The Project

A stroke is a sudden loss of oxygen to the brain, caused by a clot blocking the blood supply or a bleed within the brain itself.

Stroke is the leading cause of disability in the UK and worldwide, but research suggests:
Around 3 in 10 strokes are unexplained.
Around 1 in 10 of strokes could be prevented
if known risk factors for stroke were treated.

We know that in many cases, the information necessary to predict a future stroke is present in medical tests undertaken for other reasons, however, often healthcare professionals do not have the time to look for and act on this information. Moreover, around 30% of the strokes cannot be explained by known risk factors for stroke.
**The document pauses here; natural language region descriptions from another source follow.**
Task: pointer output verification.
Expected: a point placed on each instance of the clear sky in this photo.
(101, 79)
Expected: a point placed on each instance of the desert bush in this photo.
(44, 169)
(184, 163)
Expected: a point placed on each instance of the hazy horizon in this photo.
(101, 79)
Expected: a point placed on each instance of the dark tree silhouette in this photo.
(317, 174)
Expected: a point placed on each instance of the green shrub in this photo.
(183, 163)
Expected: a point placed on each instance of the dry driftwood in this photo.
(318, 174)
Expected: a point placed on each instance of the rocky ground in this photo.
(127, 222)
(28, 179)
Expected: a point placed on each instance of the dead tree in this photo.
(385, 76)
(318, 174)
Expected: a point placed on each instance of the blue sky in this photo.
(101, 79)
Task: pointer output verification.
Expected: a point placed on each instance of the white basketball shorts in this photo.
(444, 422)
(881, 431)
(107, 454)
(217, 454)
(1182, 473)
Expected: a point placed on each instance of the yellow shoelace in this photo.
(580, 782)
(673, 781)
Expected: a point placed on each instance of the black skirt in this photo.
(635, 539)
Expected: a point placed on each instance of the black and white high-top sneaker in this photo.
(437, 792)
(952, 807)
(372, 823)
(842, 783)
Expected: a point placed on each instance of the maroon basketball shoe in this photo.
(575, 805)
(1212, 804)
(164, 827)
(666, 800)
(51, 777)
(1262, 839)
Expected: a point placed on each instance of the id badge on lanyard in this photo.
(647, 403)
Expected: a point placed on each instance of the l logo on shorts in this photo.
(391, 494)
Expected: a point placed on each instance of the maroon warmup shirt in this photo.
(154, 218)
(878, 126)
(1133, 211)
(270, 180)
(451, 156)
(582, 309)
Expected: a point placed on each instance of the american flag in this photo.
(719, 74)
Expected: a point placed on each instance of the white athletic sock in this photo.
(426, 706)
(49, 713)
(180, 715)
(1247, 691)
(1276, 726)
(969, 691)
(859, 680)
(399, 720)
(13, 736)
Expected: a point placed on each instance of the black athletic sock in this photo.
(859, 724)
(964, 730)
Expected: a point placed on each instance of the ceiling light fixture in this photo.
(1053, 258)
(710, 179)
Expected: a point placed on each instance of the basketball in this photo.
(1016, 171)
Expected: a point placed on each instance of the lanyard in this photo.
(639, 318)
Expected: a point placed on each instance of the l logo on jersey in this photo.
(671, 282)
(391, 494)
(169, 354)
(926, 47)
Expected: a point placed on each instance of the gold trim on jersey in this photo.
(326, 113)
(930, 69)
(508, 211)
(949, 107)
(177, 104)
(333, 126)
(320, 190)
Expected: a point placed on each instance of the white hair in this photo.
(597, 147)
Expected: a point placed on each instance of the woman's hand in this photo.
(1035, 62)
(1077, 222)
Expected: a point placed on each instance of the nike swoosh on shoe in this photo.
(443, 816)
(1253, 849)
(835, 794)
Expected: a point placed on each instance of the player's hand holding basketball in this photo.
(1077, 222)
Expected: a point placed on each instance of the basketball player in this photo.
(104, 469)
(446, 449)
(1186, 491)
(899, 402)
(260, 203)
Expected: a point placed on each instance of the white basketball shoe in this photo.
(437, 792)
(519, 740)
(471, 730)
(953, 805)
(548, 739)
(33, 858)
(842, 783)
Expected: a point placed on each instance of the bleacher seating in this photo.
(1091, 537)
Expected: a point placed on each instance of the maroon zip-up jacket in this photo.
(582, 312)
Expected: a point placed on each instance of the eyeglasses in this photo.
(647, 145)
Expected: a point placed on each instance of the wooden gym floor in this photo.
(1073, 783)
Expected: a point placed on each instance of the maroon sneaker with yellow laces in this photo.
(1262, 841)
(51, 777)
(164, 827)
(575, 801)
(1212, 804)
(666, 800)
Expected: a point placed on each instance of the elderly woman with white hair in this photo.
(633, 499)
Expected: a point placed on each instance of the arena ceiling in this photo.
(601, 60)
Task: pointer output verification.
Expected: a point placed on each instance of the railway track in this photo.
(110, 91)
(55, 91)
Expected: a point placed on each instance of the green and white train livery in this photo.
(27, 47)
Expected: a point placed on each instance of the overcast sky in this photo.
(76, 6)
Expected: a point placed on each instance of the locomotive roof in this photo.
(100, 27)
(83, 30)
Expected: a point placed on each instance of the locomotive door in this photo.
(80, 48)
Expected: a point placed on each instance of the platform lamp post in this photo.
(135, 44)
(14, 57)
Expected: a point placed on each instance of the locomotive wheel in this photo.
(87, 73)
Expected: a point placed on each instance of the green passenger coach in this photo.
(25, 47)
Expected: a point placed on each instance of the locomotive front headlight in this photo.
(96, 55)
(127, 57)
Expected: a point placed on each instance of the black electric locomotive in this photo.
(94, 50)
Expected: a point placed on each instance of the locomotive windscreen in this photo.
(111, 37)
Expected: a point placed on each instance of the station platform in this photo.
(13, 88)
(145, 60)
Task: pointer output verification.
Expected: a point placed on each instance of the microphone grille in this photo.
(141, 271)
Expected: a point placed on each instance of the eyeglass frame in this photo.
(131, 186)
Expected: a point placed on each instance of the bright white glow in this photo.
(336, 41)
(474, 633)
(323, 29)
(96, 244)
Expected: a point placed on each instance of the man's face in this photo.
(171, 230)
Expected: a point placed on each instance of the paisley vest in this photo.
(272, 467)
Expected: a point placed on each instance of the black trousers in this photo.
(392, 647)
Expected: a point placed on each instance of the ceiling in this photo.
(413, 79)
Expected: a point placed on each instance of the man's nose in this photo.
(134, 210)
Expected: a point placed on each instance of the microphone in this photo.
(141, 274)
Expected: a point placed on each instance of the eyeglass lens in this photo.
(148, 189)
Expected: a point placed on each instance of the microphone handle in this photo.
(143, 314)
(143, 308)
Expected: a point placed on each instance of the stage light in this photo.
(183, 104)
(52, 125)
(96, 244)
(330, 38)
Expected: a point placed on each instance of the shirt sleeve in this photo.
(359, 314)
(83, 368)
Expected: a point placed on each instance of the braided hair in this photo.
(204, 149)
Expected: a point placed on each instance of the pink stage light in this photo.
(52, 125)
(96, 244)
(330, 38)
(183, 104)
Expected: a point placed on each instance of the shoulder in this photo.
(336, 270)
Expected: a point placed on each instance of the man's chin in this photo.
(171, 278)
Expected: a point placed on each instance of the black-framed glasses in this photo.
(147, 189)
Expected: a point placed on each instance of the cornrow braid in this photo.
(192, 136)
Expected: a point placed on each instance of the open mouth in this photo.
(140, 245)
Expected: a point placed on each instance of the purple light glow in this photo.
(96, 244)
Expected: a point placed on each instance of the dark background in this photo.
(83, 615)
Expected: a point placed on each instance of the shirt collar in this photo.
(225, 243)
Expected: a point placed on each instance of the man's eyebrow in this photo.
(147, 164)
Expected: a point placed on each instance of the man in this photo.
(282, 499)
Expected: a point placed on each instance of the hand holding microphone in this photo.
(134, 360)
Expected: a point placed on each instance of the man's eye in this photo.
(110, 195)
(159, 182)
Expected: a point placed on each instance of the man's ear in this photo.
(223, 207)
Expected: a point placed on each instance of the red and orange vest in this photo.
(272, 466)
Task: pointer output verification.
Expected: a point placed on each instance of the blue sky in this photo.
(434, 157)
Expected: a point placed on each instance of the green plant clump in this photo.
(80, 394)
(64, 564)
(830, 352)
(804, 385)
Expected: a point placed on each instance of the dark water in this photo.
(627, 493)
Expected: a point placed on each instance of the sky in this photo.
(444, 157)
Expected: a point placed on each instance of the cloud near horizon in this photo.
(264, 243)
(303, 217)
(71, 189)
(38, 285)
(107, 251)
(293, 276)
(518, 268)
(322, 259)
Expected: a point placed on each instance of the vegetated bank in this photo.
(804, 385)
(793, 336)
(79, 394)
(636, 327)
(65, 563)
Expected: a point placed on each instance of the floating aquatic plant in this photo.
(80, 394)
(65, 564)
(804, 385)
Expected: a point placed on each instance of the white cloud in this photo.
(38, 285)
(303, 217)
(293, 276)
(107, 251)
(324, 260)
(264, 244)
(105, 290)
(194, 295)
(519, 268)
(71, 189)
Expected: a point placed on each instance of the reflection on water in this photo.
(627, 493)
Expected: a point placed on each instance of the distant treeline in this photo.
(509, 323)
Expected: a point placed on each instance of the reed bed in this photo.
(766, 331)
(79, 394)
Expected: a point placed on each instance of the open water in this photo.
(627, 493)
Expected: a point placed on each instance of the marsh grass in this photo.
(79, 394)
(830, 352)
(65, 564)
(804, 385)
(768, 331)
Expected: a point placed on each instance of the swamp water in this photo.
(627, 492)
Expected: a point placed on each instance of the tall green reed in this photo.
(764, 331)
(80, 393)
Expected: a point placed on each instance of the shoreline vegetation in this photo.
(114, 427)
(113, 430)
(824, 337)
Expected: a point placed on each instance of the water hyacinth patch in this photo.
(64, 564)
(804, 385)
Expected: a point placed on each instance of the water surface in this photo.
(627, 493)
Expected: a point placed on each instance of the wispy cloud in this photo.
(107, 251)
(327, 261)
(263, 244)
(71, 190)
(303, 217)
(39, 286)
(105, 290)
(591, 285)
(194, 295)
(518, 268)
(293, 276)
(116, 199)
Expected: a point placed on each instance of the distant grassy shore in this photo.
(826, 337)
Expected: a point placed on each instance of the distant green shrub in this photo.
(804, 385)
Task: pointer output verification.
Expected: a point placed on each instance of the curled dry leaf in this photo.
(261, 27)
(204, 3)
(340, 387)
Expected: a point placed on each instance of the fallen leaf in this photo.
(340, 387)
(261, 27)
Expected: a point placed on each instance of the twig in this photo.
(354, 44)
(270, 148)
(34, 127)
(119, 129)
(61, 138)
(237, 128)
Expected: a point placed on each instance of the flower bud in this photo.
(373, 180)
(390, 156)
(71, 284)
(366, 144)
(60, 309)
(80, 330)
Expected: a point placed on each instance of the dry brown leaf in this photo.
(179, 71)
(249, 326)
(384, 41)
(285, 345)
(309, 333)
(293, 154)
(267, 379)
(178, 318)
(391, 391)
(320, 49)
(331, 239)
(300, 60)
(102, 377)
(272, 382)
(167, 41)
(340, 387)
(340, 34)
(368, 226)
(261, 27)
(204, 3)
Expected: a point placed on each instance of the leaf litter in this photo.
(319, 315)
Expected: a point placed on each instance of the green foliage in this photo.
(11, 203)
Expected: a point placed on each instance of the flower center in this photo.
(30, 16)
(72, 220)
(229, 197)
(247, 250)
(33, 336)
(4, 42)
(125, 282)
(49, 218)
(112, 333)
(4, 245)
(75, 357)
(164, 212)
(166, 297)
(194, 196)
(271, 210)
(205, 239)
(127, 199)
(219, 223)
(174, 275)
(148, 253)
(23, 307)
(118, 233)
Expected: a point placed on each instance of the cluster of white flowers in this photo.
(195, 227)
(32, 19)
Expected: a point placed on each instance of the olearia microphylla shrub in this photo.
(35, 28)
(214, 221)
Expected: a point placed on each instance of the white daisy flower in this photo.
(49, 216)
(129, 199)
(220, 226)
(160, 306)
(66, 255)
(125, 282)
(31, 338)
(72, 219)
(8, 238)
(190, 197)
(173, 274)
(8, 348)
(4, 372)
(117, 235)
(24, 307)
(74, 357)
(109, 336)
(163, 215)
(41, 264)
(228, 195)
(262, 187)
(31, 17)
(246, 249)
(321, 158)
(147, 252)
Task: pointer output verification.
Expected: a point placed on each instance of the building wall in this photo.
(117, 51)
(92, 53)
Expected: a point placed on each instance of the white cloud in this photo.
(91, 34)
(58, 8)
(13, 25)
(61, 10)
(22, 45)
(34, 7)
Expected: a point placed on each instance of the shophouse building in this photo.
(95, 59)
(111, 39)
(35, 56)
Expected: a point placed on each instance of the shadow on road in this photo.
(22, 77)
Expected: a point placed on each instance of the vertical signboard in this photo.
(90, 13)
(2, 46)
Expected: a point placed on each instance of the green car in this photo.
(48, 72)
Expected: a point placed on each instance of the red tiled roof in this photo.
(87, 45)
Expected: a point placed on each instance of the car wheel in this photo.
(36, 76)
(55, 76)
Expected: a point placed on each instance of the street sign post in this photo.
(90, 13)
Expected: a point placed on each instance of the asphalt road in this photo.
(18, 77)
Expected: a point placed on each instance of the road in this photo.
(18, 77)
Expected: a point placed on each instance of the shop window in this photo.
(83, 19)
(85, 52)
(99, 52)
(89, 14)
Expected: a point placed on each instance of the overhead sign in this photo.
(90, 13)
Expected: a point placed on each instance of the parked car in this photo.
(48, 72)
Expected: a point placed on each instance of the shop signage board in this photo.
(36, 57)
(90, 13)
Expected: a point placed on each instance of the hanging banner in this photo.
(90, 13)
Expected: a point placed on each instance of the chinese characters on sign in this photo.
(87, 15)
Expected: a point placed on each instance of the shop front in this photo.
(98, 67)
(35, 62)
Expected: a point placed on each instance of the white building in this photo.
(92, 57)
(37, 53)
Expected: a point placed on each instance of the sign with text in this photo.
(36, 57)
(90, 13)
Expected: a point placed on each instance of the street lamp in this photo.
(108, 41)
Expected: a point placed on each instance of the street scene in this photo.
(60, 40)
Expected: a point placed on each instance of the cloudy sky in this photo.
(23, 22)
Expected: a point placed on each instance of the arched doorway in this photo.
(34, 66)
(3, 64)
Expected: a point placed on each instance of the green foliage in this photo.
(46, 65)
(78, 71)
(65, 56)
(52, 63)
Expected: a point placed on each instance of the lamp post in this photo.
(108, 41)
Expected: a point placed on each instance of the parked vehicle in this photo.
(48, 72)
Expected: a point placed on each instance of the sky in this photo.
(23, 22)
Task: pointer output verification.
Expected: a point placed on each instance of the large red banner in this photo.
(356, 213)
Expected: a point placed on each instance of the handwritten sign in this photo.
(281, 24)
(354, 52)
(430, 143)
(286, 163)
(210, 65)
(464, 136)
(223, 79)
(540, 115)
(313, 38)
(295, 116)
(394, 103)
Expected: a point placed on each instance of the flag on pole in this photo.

We believe that Artificial Intelligence technologies may allow us to automatically detect those at higher risk of stroke, by identifying patterns within these investigations which predict a stroke. These patterns may allow us to identify new and known risk factors. We hope to create an artificial intelligence ‘model’ which will analyse health records and and medical tests, to create a tailored, personal assessment of stroke risk. This will allow treatments which reduce this risk to be started and, we hope, new treatments to be developed.

2024 February

PHASE I - model training

Funded by a grant from the UKRI Medical Research Council, we are currently building a database of anonymised information drawn from health records and medical tests libraries of University Hospitals Plymouth NHS Trust. This will comprise 10,000 people who have had a stroke and up to 110,000 people who have not. We think this will allow us to generate sophisticated estimates of the future risk of stroke at 1,3, 5 and 10 years. Using techniques known as ‘explainable AI’, we also hope to be able to identify new markers of future stroke, which will may enable new treatments to be developed

2027 (planned)

PHASE II - External Validation

In order to ensure the predictions our model is making are accurate, we plan to test whether it can accurately predict stroke in populations representing the diversity of the United Kingdom. This will involve building new datasets extracted from other UK Healthcare providers and applying the model to them to see if it works.

2029 (planned)


Having engaged with stroke survivors, carers, members of the public and healthcare professionals to understand the best way to communicate the predictions made in the model, we hope to use them to target personalized treatments to reduce the risk of future stroke.